Manafort Pleads Guilty to Two Separate Sets of Charges, and He’s Cooperating With Mueller

Manafort Pleads Guilty to Two Separate Sets of Charges, and He’s Cooperating With Mueller

Because it’s Friday, that means we’re getting a massive news dump. That’s just the rule in politics these days. Today it comes courtesy of President Trump’s former campaign manager. Per The Washington Post:

The planned plea, if accepted by a judge, would short-circuit his second trial scheduled to begin this month in the District on charges of money laundering and lobbying violations. He is expected to enter his guilty plea this morning in federal court.

It was not immediately clear if, as part of the plea deal with Mueller, Manafort would cooperate and provide any information to the special counsel’s probe into Russian interference in the 2016 election.

Shortly after the story broke, the prosecutor confirmed that Paul Manafort is cooperating with the special counsel. CNN is reporting that Manafort has already given information to the Department of Justice (reminder that a report from earlier this year contained a nugget saying that Trump has told friends and aides that Manafort can incriminate him).

Last month, Paul Manafort was found guilty on eight of eighteen counts of fraud by a jury in the Eastern District of Virginia. He had another trial coming up this month, and this plea deal was his way of avoiding it. He pleaded guilty to conspiracy to obstruct justice against the United States and for money laundering, tax fraud, bank reporting and FARA foreign agent disclosure. The latter charge is just a fancy way of saying he got caught moving money around and doing shady stuff for oligarchs—you know, normal Washington D.C. stuff (the worst thing to ever happen to Manafort was winning an election, if we had President Hillary Clinton right now, Manafort would still be peddling the influence of foreign nations in our nation’s capital).

If this all comes as a surprise to you, you probably didn’t see this incredibly telling clip during the 2016 campaign.

Mueller announced a new superseding criminal information against Manafort.
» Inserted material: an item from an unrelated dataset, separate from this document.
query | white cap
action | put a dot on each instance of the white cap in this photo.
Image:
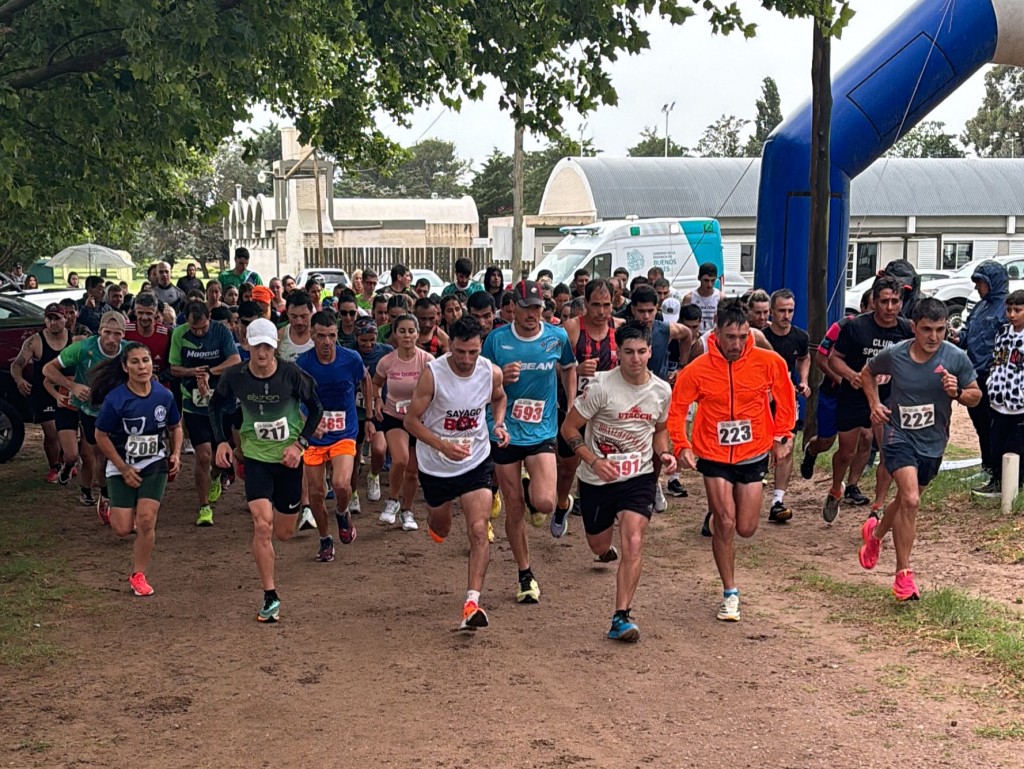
(262, 331)
(670, 310)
Defense lawyer Ken White looked over this document, and to his trained eye, it’s quite extraordinary.

National security reporter and legal analyst Marcy Wheeler said she believes that Mueller made this deal “pardon proof in a couple ways that are going to become obvious in the near future.”

If true, that would be quite a development because as Politico reported, “Many Trump aides and advisers have said they believe the president is likely to grant Manafort a pardon on all the charges, which Trump has suggested amounted to prosecutorial overkill aimed at persuading Manafort to implicate Trump in wrongdoing in connection with the ongoing investigation into alleged collusion between the Trump campaign and Russia.”

One last key detail is that as part of Manafort’s plea deal, he will forfeit bank accounts and properties worth $46 million dollars—meaning that the Mueller investigation just paid for itself more than twice over. There is still much to be determined on this front, but this is a devastating development for President Trump and his legal team. The 38-page information document is extraordinary in its scope, and it lays out detailed counter-arguments to Trump’s “witch hunt!” tirade, and the cost of the investigation is of no concern now that Manafort’s wardrobe full of ostrich jackets could pay for a second Mueller investigation all on their own. Buckle up, folks. This isn’t the end of Trump’s legal problems with Manafort, it’s the beginning.